Jessica gives a gentle wave of her hand. “Nah, body-building doesn’t affect the pee-wee. That’s just an illusion -- the crotch looks small by comparison to the huge muscular thighs. But steroids can cause the nuggets to shrink.”
“Nuggets?” Hussein asks, brows bunched in a frown. “What’s that?”
Jessica laughs. “Testicles!” She cover her mouth with her hand for a moment. “Since the steroids produce testosterone-like effects, the nuggets shrink because their role as a producer of testosterone ceases.”

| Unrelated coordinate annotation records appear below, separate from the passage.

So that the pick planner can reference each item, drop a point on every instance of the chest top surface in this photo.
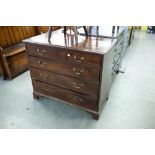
(58, 39)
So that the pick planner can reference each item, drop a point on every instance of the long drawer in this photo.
(69, 69)
(65, 95)
(62, 54)
(65, 82)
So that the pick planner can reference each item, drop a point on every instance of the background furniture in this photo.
(12, 52)
(79, 75)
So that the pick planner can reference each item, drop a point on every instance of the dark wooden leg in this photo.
(96, 116)
(85, 30)
(35, 96)
(49, 33)
(65, 29)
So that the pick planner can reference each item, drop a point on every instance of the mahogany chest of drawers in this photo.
(77, 74)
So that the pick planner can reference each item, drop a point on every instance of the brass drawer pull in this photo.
(78, 71)
(43, 76)
(42, 63)
(40, 52)
(78, 98)
(78, 85)
(78, 59)
(45, 88)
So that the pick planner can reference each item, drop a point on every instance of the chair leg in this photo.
(85, 30)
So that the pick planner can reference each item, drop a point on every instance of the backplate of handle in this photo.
(43, 75)
(40, 52)
(78, 85)
(42, 63)
(78, 98)
(79, 59)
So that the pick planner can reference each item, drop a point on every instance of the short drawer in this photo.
(65, 95)
(63, 54)
(69, 69)
(65, 82)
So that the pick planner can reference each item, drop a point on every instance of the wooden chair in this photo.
(73, 28)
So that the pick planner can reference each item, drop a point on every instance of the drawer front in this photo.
(65, 95)
(63, 54)
(65, 82)
(69, 69)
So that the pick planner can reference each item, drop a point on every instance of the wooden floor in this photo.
(131, 102)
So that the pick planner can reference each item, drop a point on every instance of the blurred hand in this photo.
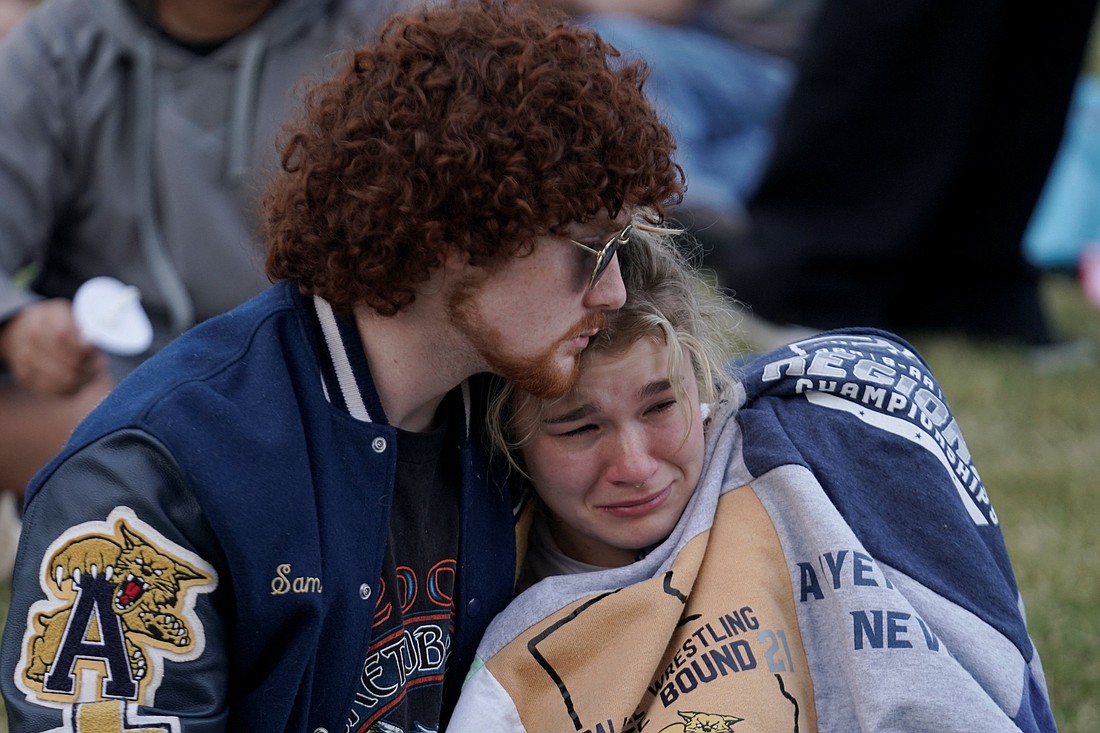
(45, 352)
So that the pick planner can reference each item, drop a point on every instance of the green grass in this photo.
(1034, 431)
(1035, 437)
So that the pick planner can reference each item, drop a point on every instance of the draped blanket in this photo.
(839, 568)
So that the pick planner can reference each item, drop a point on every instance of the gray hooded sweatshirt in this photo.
(123, 153)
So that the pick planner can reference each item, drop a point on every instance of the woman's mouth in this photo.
(640, 505)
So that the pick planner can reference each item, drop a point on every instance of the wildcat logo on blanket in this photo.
(119, 600)
(703, 723)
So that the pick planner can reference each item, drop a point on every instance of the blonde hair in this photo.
(667, 302)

Wati looks at me, fluttering her eyelashes. “Apart from a small winkie, a bodybuilder’s head also looks small. I wouldn’t feel proud going on a date with a small-headed man.” She sits up straight and leans forward to take her glass of rose syrup with kacip fatimah. “In fact, a research by the University of Flinders found out that using muscular male models in advertisements for jeans and cologne was not more appealing than using the average man.” She sips from the straw and licks her lips. “According to Dr. Phillippa Diedrichs, the lead researcher, some of the survey participants associated muscular men with vanity and homosexuality.”
I reach for a few nuts on a platter and lob them to the back of my throat. “How was the research conducted?”
“You can read it in Body Image, one of the 2010 editions."
Wati bites back a smile and casts a side glance to Hussein. “Darling, do you like muscular women?” She puts her glass down on the coffee table.
A grin curves Hussein’s lips. “Depends on her level of muscularity. First, there’s the bodybuilder muscularity. Yucks!” He sticks his tongue out. “Second type, she has some muscles but not excessive. Third, she has a toned-up body like a fitness model. I think the third type is fine by me.”
“Same with me too.” Chow Kah’s grin matches Hussein’s. “But for a fling or a one-night stand, I wouldn’t mind a female body-builder out of novelty.”
Jessica shakes her head, her silky hair quivering with the motion. “Muscles appeal to both sexes only on an animalistic level. Dr. David Frederick of UCLA’s Center for Behaviour, Education & Evolution did a study on the importance of muscularity in long-term and short-term relationships.” She focuses her gaze at me. “He found out that muscular men only appealed to women looking for a fun time. For a long-term relationship, women prefer the less muscular guy. In other words, muscles may turn a woman’s head but not win her heart.”
The door of the karaoke room flings open. Enters Mummy Lulu (pix above), her hair dyed blond. “Chow Kah, I overheard what you said. Why you want a roll in the hay with a woman bodybuilder?” She pauses for an answer but there is none, and I see Chow Kah's cheeks flushed with embarrassment. “You think she’s got a muscular kitty, eh?" She flashes a seductive wink. "I’ve good news for you!” She unzips her red dress at the back and steps out of it. “I just took up body-building three months ago!” She plants her fists on her hips and performs a front lateral spread (pix below). “See how muscular I am? I guarantee you dynamite in my kitty! So, my place or your place?”
A gasp of horror floats from my lips. "Holy Toledo!"
Chow Kah throws his head back and giggles like a little boy. "Ugh!" He makes a face.
Mummy Lulu snorts, her tone contrite. “How dare you make fun of me!” She lunges forward, grabs Chow Kah as if he’s a rag doll and body-slams him on the floor. Next instant, she wraps her legs around his neck (pix below)!
I can almost hear Hussein’s jaw drop. “Jeepers creepers!” he sputters, his eyes spanning wide. “Never marry a woman bodybuilder!”